Exact characterization of ε-Safe Decision Regions for exponential family distributions and Multi Cost SVM approximation
This work addresses the need for trustworthy and reliable machine learning models by offering formal guarantees on prediction safety, which is crucial for applications requiring high confidence, though it is incremental in extending existing SVM methods.
The paper tackles the problem of providing probabilistic guarantees for classifier predictions by introducing ε-Safe Decision Regions, proving that these regions are analytically determined for exponential family distributions, and developing a Multi Cost SVM algorithm to approximate them for non-exponential data, with experiments and code provided for validation.

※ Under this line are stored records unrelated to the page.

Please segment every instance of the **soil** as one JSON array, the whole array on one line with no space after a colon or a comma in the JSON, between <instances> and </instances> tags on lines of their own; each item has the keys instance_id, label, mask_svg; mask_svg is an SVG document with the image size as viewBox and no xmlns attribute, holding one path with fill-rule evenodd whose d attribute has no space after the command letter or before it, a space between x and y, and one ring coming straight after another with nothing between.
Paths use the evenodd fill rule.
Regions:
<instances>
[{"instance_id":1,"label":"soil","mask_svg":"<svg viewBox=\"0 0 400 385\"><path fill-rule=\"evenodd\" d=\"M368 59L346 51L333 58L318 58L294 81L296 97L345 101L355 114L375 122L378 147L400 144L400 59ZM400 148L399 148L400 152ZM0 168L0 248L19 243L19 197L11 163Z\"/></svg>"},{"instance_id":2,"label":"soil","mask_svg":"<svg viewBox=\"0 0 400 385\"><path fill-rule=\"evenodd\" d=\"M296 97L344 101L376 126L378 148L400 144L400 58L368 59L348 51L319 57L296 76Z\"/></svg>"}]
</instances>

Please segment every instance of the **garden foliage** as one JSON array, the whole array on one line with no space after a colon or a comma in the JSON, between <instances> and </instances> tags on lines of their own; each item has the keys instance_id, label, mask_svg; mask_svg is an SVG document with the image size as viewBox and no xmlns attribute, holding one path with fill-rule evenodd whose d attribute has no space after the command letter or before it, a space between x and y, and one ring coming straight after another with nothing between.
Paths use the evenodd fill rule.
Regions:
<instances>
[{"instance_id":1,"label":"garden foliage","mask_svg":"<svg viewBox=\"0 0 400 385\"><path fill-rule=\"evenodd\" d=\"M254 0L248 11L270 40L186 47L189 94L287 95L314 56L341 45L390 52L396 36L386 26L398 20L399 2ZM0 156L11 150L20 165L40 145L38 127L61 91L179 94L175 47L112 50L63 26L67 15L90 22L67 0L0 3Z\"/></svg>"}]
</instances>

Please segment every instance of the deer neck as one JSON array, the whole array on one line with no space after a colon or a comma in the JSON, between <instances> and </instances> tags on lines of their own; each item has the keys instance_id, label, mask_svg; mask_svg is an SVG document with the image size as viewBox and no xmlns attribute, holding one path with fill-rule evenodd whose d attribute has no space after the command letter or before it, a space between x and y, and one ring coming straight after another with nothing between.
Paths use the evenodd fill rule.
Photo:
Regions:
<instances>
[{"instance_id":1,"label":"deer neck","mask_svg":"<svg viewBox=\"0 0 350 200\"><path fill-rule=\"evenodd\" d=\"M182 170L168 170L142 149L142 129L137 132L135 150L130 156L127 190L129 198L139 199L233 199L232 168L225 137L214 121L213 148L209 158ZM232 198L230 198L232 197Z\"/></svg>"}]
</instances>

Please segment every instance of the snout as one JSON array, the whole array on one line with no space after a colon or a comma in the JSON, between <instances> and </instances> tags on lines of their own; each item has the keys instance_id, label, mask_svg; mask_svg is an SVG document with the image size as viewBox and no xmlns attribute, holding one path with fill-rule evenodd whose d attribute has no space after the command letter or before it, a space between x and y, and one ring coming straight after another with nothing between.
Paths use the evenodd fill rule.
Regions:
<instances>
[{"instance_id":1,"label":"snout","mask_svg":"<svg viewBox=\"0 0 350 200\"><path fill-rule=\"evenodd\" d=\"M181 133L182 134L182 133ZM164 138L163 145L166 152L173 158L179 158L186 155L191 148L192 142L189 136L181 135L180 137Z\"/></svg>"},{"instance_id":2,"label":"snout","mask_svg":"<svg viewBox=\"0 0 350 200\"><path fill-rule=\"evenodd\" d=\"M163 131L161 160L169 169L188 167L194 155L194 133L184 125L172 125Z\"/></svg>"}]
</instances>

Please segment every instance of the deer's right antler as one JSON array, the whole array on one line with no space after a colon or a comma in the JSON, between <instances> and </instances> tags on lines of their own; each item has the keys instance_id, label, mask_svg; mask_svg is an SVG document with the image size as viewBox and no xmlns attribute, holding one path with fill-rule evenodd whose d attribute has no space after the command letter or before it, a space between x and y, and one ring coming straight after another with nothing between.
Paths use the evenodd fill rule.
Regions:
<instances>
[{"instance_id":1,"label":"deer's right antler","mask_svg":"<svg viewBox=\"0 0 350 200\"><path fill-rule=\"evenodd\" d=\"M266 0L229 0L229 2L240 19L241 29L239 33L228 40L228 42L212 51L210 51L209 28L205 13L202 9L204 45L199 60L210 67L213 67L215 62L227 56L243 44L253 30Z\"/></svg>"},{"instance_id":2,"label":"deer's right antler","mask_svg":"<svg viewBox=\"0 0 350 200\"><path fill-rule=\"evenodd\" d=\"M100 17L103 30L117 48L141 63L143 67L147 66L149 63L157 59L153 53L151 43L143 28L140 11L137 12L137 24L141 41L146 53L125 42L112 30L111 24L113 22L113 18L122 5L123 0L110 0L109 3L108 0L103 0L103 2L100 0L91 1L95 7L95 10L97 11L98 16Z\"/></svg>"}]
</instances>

Probabilistic guarantees on the prediction of data-driven classifiers are necessary to define models that can be considered reliable. This is a key requirement for modern machine learning in which the goodness of a system is measured in terms of trustworthiness, clearly dividing what is safe from what is unsafe. The spirit of this paper is exactly in this direction. First, we introduce a formal definition of ε-Safe Decision Region, a subset of the input space in which the prediction of a target (safe) class is probabilistically guaranteed. Second, we prove that, when data come from exponential family distributions, the form of such a region is analytically determined and controllable by design parameters, i.e. the probability of sampling the target class and the confidence on the prediction. However, the request of having exponential data is not always possible. Inspired by this limitation, we developed Multi Cost SVM, an SVM based algorithm that approximates the safe region and is also able to handle unbalanced data. The research is complemented by experiments and code available for reproducibility.